Tag Archive for Brazier DJ

Children’s Book Fictional Personality of the Year

The newspapers have been packed with end of year lists since the beginning of December. In my final post of 2016, here is my personal end of year awards list.

Fictional Character Personality of the Year:
So many great characters this year, including bully Betty Glengarry in Wolf Hollow by Lauren Wolk, but the most memorable for me has to be Sam from Alone by DJ Brazier. It’s a brave author who sustains a book for children with only one character throughout, and forgoes the device of having animals talk so that there really isn’t any dialogue, other than the conversations Sam has with himself.

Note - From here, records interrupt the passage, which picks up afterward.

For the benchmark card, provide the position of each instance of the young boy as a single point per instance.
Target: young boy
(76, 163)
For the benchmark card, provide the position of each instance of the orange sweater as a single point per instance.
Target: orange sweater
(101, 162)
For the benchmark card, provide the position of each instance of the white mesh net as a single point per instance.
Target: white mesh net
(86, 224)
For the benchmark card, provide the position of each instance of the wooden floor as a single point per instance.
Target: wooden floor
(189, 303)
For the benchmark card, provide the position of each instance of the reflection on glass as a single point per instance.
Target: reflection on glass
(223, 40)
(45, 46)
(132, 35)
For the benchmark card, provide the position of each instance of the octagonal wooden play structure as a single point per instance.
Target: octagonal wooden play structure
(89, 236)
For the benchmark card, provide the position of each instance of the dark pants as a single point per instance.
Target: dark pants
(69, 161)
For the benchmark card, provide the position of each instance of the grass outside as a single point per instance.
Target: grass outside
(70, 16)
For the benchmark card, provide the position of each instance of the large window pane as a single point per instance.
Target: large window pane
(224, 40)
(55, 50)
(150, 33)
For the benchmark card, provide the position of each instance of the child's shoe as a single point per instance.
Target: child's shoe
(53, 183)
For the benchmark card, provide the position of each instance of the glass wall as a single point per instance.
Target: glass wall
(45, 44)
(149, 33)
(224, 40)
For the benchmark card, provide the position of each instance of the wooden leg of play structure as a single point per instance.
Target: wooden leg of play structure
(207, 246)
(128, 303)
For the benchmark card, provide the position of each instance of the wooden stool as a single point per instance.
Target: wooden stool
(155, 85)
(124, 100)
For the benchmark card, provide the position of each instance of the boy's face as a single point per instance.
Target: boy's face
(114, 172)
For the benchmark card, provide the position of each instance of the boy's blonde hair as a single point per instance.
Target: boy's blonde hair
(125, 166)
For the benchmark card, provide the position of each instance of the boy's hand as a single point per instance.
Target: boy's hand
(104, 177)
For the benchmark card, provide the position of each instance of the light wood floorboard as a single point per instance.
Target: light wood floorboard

Stranded after a plane crash near the Amazon River, Sam has to summon all his strength and resilience to survive. This gives Brazier the ultimate excuse to show Sam’s development – he starts as a boy just like any other, but by the end Sam has had to grapple with loneliness, despair, injury and failure.

Brazier doesn’t hold back with gruesome detail, but there is also a surprising amount of humour, and lashings of emotion – Sam is a great kid and one I’d love to meet in real life.

Picture Book Character of the Year:

I could easily have plumped for Alison Hubble who doubles and doubles, but instead, my character of the year has to be Nibbles, the Book Monster by Emma Yarlett. This isn’t because I was bribed with a plush toy of Nibbles, but because the character is easy for children to draw, adorable in his mischievousness, and an original book-eating monster with a bursting personality, despite looking like a glorified m&m! The book has been paper-engineered to a high production finish, with lots of interactivity, references to fairy tales, and a wonderful hide and seek of Nibbles in a bookcase.

Cleverest Use of Colour: The Great Fire of London by Emma Adams, illustrated by James Weston Lewis. Finally given the treatment it deserves, this seminal point of British history is given an illustrative makeover in this sumptuous book that absolutely illustrates history to life. No child will find history ‘boring’ with this book glowing into their face.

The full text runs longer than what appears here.